Identifikasi yang tepat akan mengarahkan hasil penelitian sehingga dapat bermanfaat peningkatan hasil belajar siswa. Sebaliknya, identifikasi masalah yang keliru hanya akan membuat penelitian menjadi sia-sia di samping memboroskan waktu dan biaya.

Identifikasi masalah menjadi titik tolok bagi perencanaan PTK yang lebih matang. Sebab, tidak semua masalah belajar siswa dapat diselesaikan dengan PTK, sebagaimana tidak semua penyakit dapat disembuhkan dengan resep dokter. Berikut ini terdapat empat langkah agar dilakukan agar identifikasi masalah mengenai sasaran.

a. Masalah harus riil yaitu masalah yang dapat dilihat, dirasakan, dan didengar secara langsung oleh guru. Misalnya sebagian besar nilai fiqh siswa kelas X Madrasah Aliyah di bawah standar kelulusan. Masalah ini jelas nyata (riil) karena didukung oleh data empiris berupa dokumen-dokumen ulangan harian maupun ulangan umum.

b. Masalah harus problematik yaitu masalah yang dapat dipecahkan oleh guru, mendapat dukungan literatur yang memadai, dan ada kewenangan untuk mengatasinya secara penuh. Misalnya, sebagian besar siswa tidak mampu membaca teks arab. Masalah ini riil dan problematik, tetapi hanya khusus bagi guru bahasa Arab. Sebaliknya masalah tersebut menjadi tidak problematik bagi guru fiqh. Jadi, masalah yang problematik adalah masalah yang dapat diatasi guru dalam kewenangannya, dan mendapat dukungan literatur sesuai mata pelajaran yang diampu.

c. Manfaatnya jelas, yaitu hasil PTK harus dapat dirasakan, bagaikan obat yang menyembuhkan.

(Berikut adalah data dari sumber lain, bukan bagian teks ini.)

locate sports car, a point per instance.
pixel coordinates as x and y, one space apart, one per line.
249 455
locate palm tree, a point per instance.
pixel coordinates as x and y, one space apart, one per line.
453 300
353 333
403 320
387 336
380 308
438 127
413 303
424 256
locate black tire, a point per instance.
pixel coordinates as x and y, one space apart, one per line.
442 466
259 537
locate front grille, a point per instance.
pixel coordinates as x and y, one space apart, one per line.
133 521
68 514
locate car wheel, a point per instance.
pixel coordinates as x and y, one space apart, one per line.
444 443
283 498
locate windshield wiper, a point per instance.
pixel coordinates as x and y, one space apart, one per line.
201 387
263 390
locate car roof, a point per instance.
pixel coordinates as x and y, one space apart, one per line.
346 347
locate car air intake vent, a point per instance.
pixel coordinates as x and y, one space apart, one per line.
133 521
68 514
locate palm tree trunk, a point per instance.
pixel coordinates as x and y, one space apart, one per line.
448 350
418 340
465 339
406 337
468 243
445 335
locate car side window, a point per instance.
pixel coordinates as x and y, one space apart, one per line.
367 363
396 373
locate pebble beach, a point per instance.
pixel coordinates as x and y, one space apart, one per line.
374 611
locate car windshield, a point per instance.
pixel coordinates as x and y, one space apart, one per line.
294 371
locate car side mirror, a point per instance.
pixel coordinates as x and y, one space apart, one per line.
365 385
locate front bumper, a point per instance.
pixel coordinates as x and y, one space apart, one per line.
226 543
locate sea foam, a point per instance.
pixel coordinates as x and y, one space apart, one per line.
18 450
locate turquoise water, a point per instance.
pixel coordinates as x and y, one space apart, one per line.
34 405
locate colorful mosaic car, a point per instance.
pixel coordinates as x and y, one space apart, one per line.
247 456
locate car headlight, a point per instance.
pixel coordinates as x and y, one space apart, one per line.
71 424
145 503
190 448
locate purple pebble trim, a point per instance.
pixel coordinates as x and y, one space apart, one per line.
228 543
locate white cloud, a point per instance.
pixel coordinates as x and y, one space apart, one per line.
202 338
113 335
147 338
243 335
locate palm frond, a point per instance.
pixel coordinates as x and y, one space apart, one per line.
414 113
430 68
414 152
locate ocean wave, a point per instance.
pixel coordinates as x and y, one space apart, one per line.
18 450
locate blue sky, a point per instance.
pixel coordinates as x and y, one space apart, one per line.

d. Masalah harus fleksibel, yaitu masalah harus bisa diatasi dengan mempertimbangkan kemampuan peneliti, waktu, biaya, tenaga, sarana prasarana, dan lain sebagainya.

1.2. Merumuskan Masalah

Setelah mengidentifikasi masalah, langkah selanjutnya adalah merumuskan masalah. Dalam merumuskan masalah, peneliti mencari akar penyebab masalah. Banyak cara yang bisa dilakukan untuk menemukan penyebab masalah, diantaranya adalah dengan menyebar angket ke siswa, mewawancarai siswa, observasi langsung dan lain sebagainya. Seperti, terdapat masalah bahwa sebagian besar siswa kelas XI tidak mampu memecahkan soal fiqh waris. Kemudian, peneliti menyebar angket berisi sejumlah pertanyaan yang mengidentifikasi ketidakmampuan siswa dalam menjawab soal fiqh waris.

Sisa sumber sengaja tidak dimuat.